Trade of The Day – Silver.XAG
Facts
- As of 11:55 on January 13, silver is trading near its all-time high at USD 85.7 per ounce and is up nearly 20% since the beginning of 2026.
- The COMEX exchange operator, CME Group, has updated the method for setting margin requirements for precious metals: gold, platinum, and silver.
- Instead of quoting a fixed USD amount per contract, CME margins will now be expressed as a percentage of the contract’s notional value; the change will take effect after the market close on January 13, 2026.
- For silver, the margin-to-contract-value ratio has been set at 9%.
- Two weeks ago, the market reacted sharply with declines to the most recent margin increase for silver, which raised the margin by 30%, from USD 25,000 to USD 32,000 per contract.
- According to the Jan 6 CoT report, the Managed Money group held 26,978 long positions and 11,156 short positions (net long: 15,822 contracts), and the weekly increase in net positioning (+1,814 contracts) was driven mainly by a reduction in shorts by 3,936 contracts alongside a decline in longs by 2,122 contracts.
- The Commercials group remained strongly net short by around 51,700 contracts, with 5,147 longs and 30,692 shorts among producers (net: -25,545) and 31,774 longs and 57,920 shorts among swap dealers (net: -26,146).
Recommendation
Open a short position in SILVER at the market price.
- Take profit: USD 80
- Stop loss: USD 87
Opinion
The CME’s increase in margin requirements may prompt part of the market to scale back exposure to silver, particularly larger positions. Most likely, CME will adopt a percentage-based margin framework as the new standard. While CME’s decision may not be strong enough to fully reverse the trend if silver supply remains tight, it can increase short-term volatility, accelerate profit-taking, and “cool” the market. Analyzing the Commitment of Traders report published by the CFTC (data as of January 6), we can see that Commercials (producers directly involved in the market) still hold a very large net short position in silver (over 25,000 contracts) and there is no indication that they have become optimistic about further price gains; their weekly changes look like rebalancing/hedging rather than a meaningful reduction in short exposure.

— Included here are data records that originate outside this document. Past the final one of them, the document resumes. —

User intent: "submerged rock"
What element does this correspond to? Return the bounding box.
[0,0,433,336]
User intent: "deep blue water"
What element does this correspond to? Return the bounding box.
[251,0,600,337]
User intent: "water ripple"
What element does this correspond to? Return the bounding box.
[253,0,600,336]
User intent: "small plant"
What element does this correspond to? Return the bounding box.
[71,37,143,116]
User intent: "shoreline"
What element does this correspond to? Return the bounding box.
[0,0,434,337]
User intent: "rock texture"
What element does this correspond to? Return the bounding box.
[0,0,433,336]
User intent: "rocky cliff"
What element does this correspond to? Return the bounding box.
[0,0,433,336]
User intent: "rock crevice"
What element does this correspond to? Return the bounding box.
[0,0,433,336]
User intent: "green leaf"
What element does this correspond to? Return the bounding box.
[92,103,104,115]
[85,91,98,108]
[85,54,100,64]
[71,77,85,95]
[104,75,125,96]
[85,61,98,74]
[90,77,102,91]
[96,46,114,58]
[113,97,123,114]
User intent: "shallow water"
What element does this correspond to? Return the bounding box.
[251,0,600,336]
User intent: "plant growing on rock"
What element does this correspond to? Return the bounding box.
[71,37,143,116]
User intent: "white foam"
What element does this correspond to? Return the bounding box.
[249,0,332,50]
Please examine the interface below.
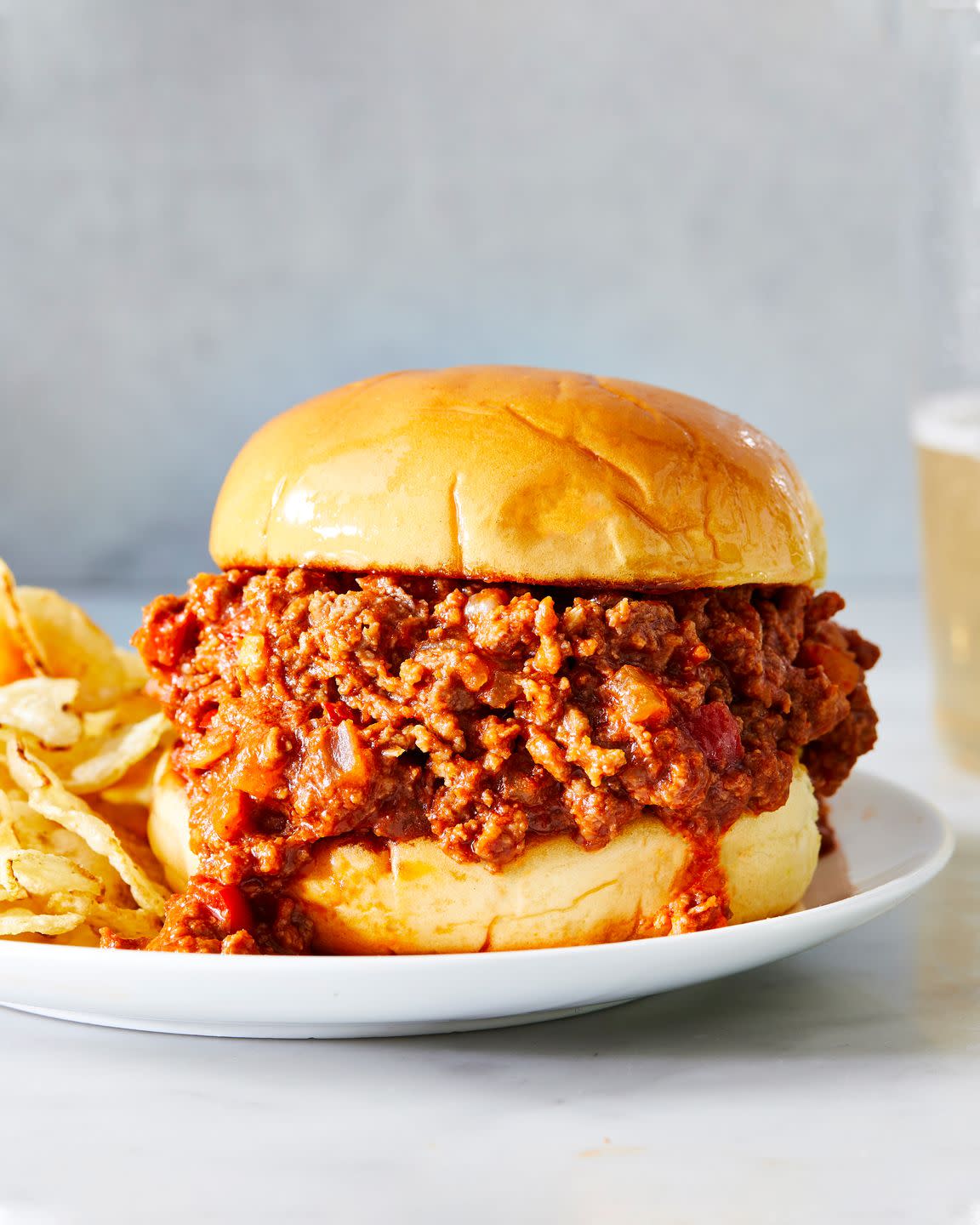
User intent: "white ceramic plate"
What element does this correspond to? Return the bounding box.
[0,773,953,1038]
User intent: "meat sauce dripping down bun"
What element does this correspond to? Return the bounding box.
[141,367,852,953]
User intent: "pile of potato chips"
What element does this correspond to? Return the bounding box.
[0,561,172,944]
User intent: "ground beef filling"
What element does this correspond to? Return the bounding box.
[118,570,878,952]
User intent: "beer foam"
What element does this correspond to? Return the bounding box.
[911,388,980,459]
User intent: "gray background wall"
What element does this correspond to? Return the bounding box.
[0,0,950,595]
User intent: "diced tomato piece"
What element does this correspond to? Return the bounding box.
[195,877,253,933]
[797,642,861,696]
[687,702,745,769]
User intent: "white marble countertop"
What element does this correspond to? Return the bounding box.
[0,596,980,1225]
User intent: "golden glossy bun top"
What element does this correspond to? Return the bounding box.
[211,367,824,588]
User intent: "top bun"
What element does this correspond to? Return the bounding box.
[211,367,824,590]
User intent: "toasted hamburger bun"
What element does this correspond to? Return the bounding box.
[211,367,824,590]
[148,766,819,953]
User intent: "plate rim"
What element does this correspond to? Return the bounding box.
[0,768,955,977]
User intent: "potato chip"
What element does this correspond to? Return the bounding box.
[8,738,167,915]
[17,587,145,710]
[6,850,105,898]
[0,676,82,749]
[0,907,84,936]
[0,559,44,685]
[0,561,174,947]
[100,754,159,819]
[35,710,170,795]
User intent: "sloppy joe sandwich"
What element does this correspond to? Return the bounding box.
[115,367,877,953]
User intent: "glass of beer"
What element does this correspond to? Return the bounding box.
[913,396,980,771]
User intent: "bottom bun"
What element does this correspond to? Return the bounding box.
[150,766,819,953]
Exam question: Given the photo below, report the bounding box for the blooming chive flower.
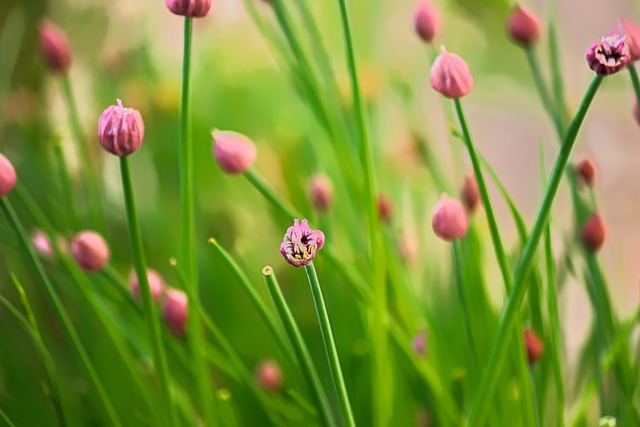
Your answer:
[98,99,144,157]
[587,34,631,76]
[429,46,473,98]
[280,219,324,267]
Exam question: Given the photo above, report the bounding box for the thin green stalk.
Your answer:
[262,266,337,426]
[0,197,122,426]
[304,262,356,427]
[466,75,603,426]
[120,157,177,426]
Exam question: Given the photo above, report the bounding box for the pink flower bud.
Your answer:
[166,0,211,18]
[98,99,144,157]
[524,329,544,366]
[586,34,631,76]
[460,173,480,213]
[582,213,606,252]
[413,0,442,43]
[162,289,189,338]
[40,21,71,73]
[256,360,282,393]
[309,173,333,212]
[212,129,257,174]
[129,268,164,302]
[429,46,473,98]
[576,158,596,187]
[432,194,469,241]
[71,231,110,272]
[507,5,541,47]
[620,17,640,62]
[0,154,17,197]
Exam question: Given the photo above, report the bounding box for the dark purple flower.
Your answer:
[280,219,324,267]
[587,34,631,76]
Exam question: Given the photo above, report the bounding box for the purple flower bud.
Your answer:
[413,0,442,43]
[98,99,144,157]
[71,230,111,272]
[507,5,541,47]
[432,194,469,241]
[129,268,164,302]
[0,154,17,197]
[212,129,257,174]
[39,20,71,73]
[429,46,473,98]
[587,34,631,76]
[280,219,324,267]
[165,0,211,18]
[162,289,189,338]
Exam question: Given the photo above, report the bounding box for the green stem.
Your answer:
[0,197,122,426]
[120,157,177,426]
[262,266,337,426]
[304,262,356,427]
[466,75,603,426]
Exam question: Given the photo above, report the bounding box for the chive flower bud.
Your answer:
[432,194,469,241]
[524,329,544,366]
[98,99,144,157]
[413,0,442,43]
[582,213,606,252]
[212,129,257,175]
[71,230,111,273]
[162,289,189,338]
[165,0,211,18]
[39,20,71,73]
[0,154,17,197]
[129,268,164,302]
[429,46,473,98]
[280,219,324,267]
[507,5,541,47]
[587,34,631,76]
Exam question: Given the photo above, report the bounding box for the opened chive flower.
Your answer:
[413,0,442,43]
[581,213,607,252]
[98,99,144,157]
[0,154,17,197]
[211,129,257,174]
[166,0,211,18]
[162,289,189,338]
[71,230,111,272]
[587,34,631,76]
[507,5,541,47]
[129,268,164,302]
[432,194,469,241]
[619,18,640,62]
[280,219,324,267]
[429,46,473,98]
[39,20,71,73]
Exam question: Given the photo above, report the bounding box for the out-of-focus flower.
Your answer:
[432,194,469,241]
[587,34,631,76]
[39,20,71,73]
[256,360,282,393]
[212,129,257,174]
[413,0,442,43]
[162,289,189,338]
[165,0,211,18]
[429,46,473,98]
[98,99,144,157]
[71,230,111,272]
[280,219,324,267]
[129,268,164,302]
[507,5,541,47]
[0,154,17,197]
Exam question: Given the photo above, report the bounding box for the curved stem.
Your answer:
[120,157,177,426]
[466,75,603,426]
[304,262,356,427]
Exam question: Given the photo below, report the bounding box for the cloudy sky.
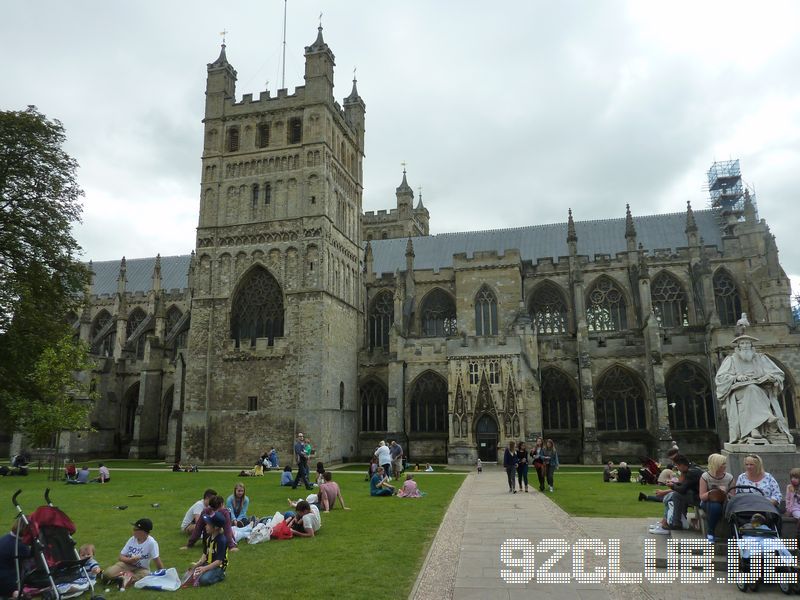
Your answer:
[0,0,800,291]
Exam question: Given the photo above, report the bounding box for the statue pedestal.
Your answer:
[722,443,800,494]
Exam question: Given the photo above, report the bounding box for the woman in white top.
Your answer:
[700,454,733,542]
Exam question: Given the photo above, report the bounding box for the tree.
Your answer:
[0,106,88,428]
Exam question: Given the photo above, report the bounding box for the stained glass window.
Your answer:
[231,267,283,348]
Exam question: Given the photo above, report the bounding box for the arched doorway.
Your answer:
[475,415,498,462]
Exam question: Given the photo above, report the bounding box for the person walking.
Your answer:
[503,442,519,494]
[541,439,558,492]
[292,433,314,490]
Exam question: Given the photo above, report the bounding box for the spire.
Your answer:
[567,208,578,243]
[685,200,697,233]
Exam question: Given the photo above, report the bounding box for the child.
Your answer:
[78,544,102,580]
[190,512,228,585]
[281,465,294,485]
[103,519,164,589]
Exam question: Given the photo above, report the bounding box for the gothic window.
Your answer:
[542,367,578,431]
[714,269,742,326]
[650,272,689,328]
[369,291,394,350]
[666,362,716,431]
[231,267,283,348]
[595,366,647,431]
[257,123,269,148]
[469,362,480,385]
[288,117,303,144]
[530,282,568,335]
[475,286,497,335]
[125,308,147,338]
[586,277,628,331]
[359,380,389,431]
[411,371,447,433]
[165,306,183,335]
[228,127,239,152]
[420,288,456,337]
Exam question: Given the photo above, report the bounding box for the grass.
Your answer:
[544,467,664,517]
[0,468,464,600]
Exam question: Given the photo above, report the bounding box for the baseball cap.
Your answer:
[131,519,153,533]
[203,512,225,527]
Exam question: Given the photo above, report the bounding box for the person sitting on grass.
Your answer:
[190,513,229,586]
[319,471,350,512]
[286,500,322,537]
[369,467,396,496]
[181,488,217,535]
[397,473,425,498]
[281,465,294,486]
[103,519,164,589]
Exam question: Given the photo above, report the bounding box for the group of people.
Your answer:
[504,438,559,494]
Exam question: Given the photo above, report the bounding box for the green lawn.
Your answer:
[0,472,464,600]
[548,467,666,517]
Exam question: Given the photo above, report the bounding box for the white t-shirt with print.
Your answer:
[120,535,158,571]
[181,500,206,531]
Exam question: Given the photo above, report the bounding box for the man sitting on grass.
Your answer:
[369,467,395,496]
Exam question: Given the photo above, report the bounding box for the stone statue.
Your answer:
[716,333,793,444]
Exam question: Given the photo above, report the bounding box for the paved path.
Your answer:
[410,468,783,600]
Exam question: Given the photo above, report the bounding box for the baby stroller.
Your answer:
[725,485,800,594]
[11,488,103,600]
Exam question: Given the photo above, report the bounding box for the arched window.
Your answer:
[411,371,448,433]
[288,117,303,144]
[359,379,389,431]
[542,367,579,431]
[714,269,742,326]
[475,286,497,335]
[228,127,239,152]
[125,308,147,339]
[165,306,183,335]
[595,367,647,431]
[369,291,394,350]
[650,271,689,328]
[528,281,568,335]
[231,267,283,348]
[586,277,628,331]
[420,288,456,337]
[666,362,716,431]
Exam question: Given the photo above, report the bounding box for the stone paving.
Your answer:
[410,468,783,600]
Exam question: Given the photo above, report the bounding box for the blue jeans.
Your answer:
[200,567,225,585]
[700,502,722,535]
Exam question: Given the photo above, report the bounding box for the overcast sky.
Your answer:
[0,0,800,291]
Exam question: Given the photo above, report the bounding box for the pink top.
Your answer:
[397,479,422,498]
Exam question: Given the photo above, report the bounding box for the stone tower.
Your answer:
[182,27,365,464]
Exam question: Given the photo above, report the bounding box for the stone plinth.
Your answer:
[722,444,800,494]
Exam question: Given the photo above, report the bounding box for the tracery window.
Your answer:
[411,371,448,433]
[666,362,716,430]
[714,269,742,326]
[359,379,389,431]
[475,286,497,335]
[595,366,647,431]
[650,272,689,328]
[529,282,568,335]
[420,288,456,337]
[586,277,628,331]
[231,267,283,348]
[542,367,578,431]
[369,291,394,350]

Meanwhile, Managed Money (large speculators) remains net long, but the increase in their net position is driven mainly by short covering rather than aggressive additions to longs, suggesting a cautious—not unequivocally bullish—stance; there is limited short covering, but no aggressive build-up of bullish exposure. Looking at the silver chart, we potentially see a forming 1:1 correction, where a bearish impulse could push the price back toward the 200-period moving average on the hourly timeframe. We recommend opening a short position in silver at the market price, with a target level at USD 87 per ounce and a protective stop loss at USD 88 per ounce.